Marcivânia do Socorro da Rocha Flexa nasceu em Macapá (AP) no dia 21 de julho de 1973, filha de Antonio Ivan Pereira Flexa, comerciante, e Joaquina Tânia da Rocha Flexa.

Em 1992, graduou-se em letras na Universidade Federal do Amapá (Unifap). Passou a atuar como professora do governo do Amapá. Participou do núcleo de educadores filiados ao Partido dos Trabalhadores (PT) em 2003.

Em 2006, cursou direito na Unifap.

Nas eleições de 2008, lançou a sua candidatura pelo PT à Câmara dos Vereadores do município de Santana (AP), com a alcunha de “Professora Marcivânia”, dentro da coligação “Boa gente”. Recebeu 1.207 votos e conseguiu a suplência, sendo posteriormente nomeada à Secretaria de Assistência Social em Santana.

Concorreu às eleições de 2010 como candidata a deputada federal pelo Amapá, na legenda do PT. Inicialmente, foi considerada eleita com 19.061 votos, mas, devido a uma nova contagem dos votos pelo Tribunal Regional Eleitoral (TSE), passou à condição de suplente.

Candidatou-se à prefeitura do município de Santana, pelo PT, nas eleições 2012. Recebeu 21.589 votos e não conseguiu se eleger.

Em 2014, concorreu a vaga de deputada federal pelo Amapá, na legenda no PT. Conseguiu eleger-se com 16.162 votos.

No exercício do primeiro mandato como deputada federal, concentrou-se em projetos de lei focados na defesa contra a violência à mulher, na educação pública e nos direitos trabalhistas.

Durante as eleições de 2016, migrou para o Partido Socialista do Brasil (PCdoB), lançando-se candidata à prefeitura de Santana, em substituição à pré-candidatura da irmã, Clotilde da Rocha Flexa, inicialmente cogitada para o cargo. Marcivânia recebeu 13.936 votos e não conseguiu se eleger.

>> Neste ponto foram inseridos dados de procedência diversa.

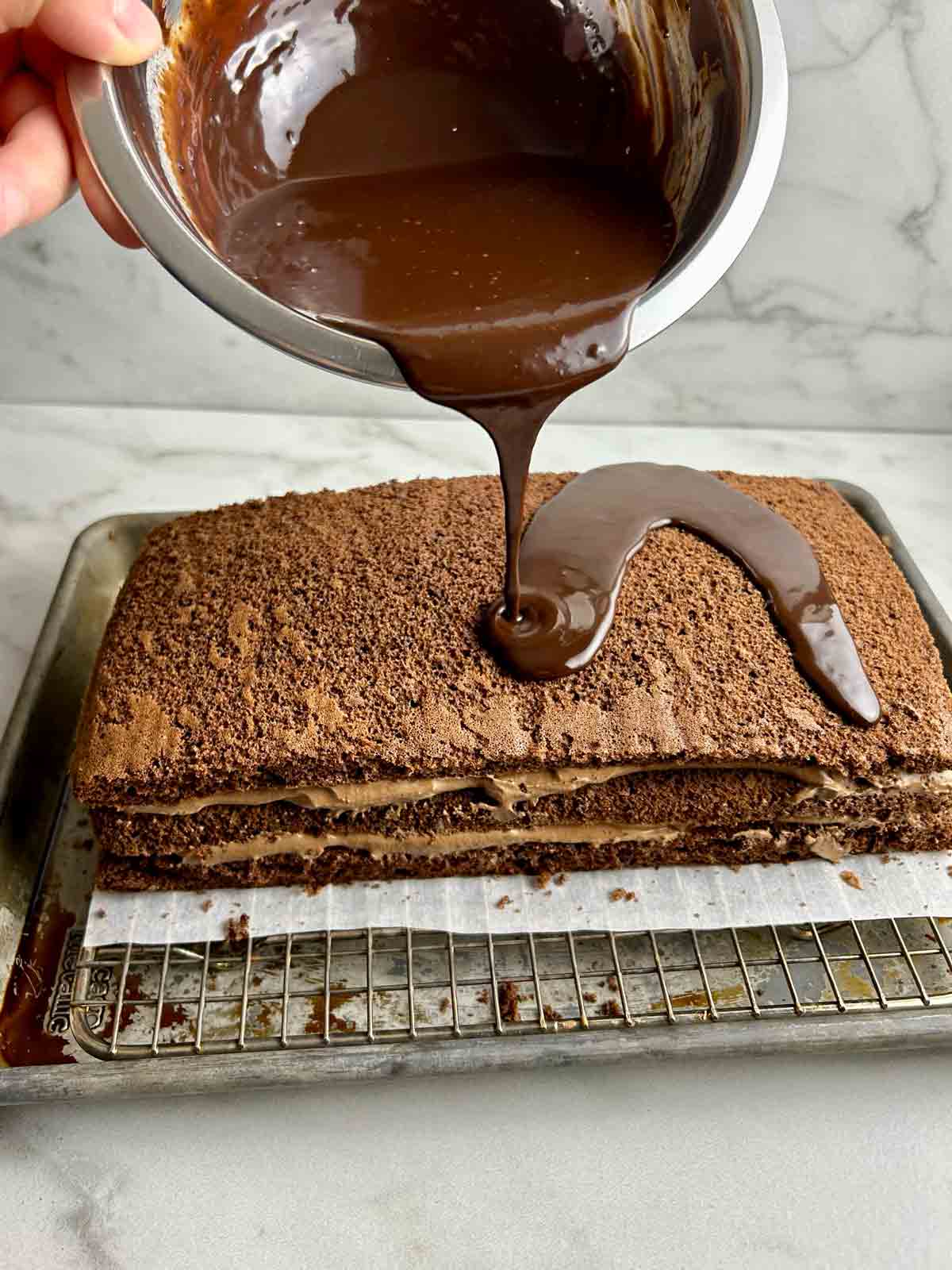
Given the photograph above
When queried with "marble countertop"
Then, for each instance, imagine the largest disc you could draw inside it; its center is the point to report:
(777, 1162)
(838, 314)
(838, 317)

Disputou a reeleição para deputada federal durante as eleições de 2018, nos quadros do PCdoB. Recebeu 14.196 e conseguiu ser reconduzida ao mandato.

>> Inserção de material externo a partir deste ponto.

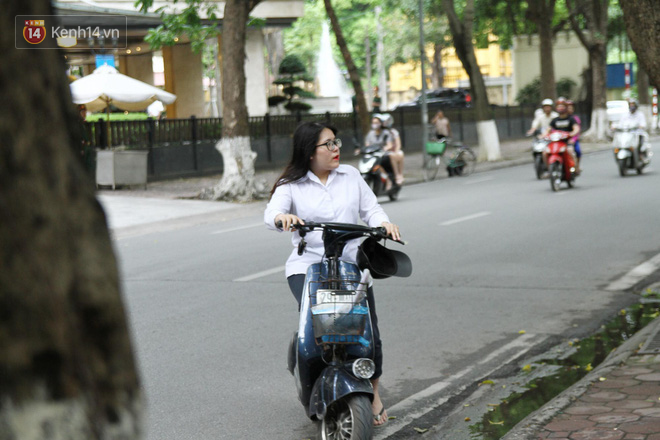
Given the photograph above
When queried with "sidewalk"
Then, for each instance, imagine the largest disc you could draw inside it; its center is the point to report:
(619, 400)
(514, 152)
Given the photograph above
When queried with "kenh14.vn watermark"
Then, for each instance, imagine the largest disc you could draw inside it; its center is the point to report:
(71, 31)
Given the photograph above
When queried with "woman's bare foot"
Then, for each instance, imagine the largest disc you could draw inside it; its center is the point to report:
(377, 407)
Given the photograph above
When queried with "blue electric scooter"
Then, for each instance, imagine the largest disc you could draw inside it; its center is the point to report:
(331, 355)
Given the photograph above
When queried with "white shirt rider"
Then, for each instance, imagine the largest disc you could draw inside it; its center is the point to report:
(336, 201)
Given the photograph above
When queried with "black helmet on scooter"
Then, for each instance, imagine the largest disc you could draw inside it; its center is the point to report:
(381, 261)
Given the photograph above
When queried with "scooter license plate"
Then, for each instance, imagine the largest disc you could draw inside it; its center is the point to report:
(325, 296)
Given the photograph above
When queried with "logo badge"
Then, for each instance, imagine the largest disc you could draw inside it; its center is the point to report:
(34, 31)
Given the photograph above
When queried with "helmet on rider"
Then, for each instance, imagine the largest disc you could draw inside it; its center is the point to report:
(632, 105)
(560, 105)
(387, 119)
(381, 119)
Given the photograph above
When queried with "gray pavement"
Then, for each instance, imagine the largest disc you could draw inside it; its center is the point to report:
(166, 202)
(620, 399)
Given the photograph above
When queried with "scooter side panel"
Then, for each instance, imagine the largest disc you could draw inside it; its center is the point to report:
(334, 384)
(309, 363)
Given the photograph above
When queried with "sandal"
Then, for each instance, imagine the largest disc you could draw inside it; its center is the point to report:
(378, 417)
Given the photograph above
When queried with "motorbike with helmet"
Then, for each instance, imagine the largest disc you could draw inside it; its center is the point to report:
(331, 356)
(561, 165)
(539, 144)
(375, 166)
(631, 151)
(559, 155)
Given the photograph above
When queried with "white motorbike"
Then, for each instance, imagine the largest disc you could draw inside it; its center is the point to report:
(627, 151)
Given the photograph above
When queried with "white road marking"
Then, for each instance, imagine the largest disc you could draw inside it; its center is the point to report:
(405, 411)
(263, 273)
(466, 218)
(636, 274)
(238, 228)
(483, 179)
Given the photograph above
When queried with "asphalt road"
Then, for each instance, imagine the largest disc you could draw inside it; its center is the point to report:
(494, 254)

No exercício do segundo mandato, atuou como vice-líder do partido PCdoB. Integrou comissões permanentes e especiais. No primeiro caso, presidiu a Comissão de Trabalho Administração e Serviço Público e foi a terceira vice-presidente da Comissão de Seguridade Social e Família; também foi titular da Comissão de Educação e da Comissão de Seguridade Social e Família. Quanto às comissões especiais, foi titular da designada para analisar a proposta de emenda constitucional nº 172, de 2012, sobre o encargo vinculado repasse necessário; da constituída para estudar a proposta de emenda constitucional nº 134, de 2015, relativa à participação feminina no legislativo; da criada para avaliar a proposta de emenda constitucional nº 199, de 2016, prevendo a inclusão de servidores em quadro de extinção da administração pública federal; da instituída para examinar o projeto de lei nº 7180, de 2014, referente à escola sem partido; e da nomeada para proferir parecer ao projeto de lei nº 6670, de 2016, referente à política nacional de redução agrotóxicos.

Em 2020, disputou a prefeitura do município de Santana pelo PCdoB. Recebeu 11.233 votos e não conseguiu se eleger.

Por conta do seu trabalho, foi condecorada com a premiação Ordem do Mérito Just et Labor pelo Tribunal Regional do Trabalho (TRT), em 2017.

Casou-se com Odair Freitas, professor e advogado, que foi pré-candidato à prefeitura de Santana, pelo PT, em 2015.